PERSPECTIVES → SCREENSHOT Issue 1086 · November 12, 2025

Ignore at Your Own Risk

These are issues that keep our leaders up at night, but too many of us remain callous, dismissive, or suspicious of any change that might rock the boat

Ignore at Your Own Risk

“After all,” Obama reassured his rapt audience, “if a parent or grandparent occasionally says something that makes us cringe, we don’t automatically assume they’re bad people. We recognize the world is moving fast, and that they need time and maybe a little encouragement to catch up. Our fellow citizens deserve the same grace we hope they’ll extend to us.”

To my relief, my kids grimaced when they heard the former president’s oozing condescension toward an older generation he clearly saw as obsolete and morally benighted. “That’s not how you talk to parents and grandparents!” was their instinctive response.

Yet many people today do talk and think that way. Obama’s preening moral superiority has continued to resonate as statues and ideals are toppled by youngsters who — thanks to their Qatar-sponsored education — deem themselves eons more enlightened than the visionary men who founded and fought for their country.

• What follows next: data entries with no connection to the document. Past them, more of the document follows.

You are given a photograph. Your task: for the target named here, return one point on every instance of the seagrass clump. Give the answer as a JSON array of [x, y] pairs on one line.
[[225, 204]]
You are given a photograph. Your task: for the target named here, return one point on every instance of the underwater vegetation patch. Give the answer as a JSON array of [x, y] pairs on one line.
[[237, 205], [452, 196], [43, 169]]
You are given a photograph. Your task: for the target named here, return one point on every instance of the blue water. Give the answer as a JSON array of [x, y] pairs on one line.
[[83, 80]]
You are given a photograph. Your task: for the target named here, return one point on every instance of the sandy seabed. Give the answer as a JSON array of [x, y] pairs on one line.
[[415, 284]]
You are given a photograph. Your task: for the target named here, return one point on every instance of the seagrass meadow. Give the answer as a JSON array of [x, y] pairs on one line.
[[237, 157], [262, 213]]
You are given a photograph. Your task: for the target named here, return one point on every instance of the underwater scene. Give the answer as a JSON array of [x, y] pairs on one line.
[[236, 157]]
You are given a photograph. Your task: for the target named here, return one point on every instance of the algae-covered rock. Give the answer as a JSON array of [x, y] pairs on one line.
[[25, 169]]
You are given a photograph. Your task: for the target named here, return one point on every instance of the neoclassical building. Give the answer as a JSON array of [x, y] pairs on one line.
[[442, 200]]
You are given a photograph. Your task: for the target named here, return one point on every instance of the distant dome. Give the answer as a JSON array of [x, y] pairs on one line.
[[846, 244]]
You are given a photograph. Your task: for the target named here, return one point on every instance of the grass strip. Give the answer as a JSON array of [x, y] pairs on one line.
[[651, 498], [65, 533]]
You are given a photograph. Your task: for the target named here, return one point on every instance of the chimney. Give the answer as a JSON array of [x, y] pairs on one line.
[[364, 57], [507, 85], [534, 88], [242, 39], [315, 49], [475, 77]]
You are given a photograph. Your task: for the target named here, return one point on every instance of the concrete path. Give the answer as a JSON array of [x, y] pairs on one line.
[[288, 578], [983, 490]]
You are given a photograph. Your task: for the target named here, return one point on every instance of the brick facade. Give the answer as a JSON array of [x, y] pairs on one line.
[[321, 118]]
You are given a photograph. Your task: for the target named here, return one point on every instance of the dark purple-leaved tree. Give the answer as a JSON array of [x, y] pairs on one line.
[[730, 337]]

But even in the Democratic party, you can hear voices of caution regarding the radical progressive flank. New York Times business and economics editorial writer Binyamin Appelbaum pointed out this week that a purely progressive agenda is not a healthy one for the party’s future. “Healthy political parties…. cannot be solely progressive or conservative. They must be both. They necessarily embody a set of judgments about what to preserve and what to change.”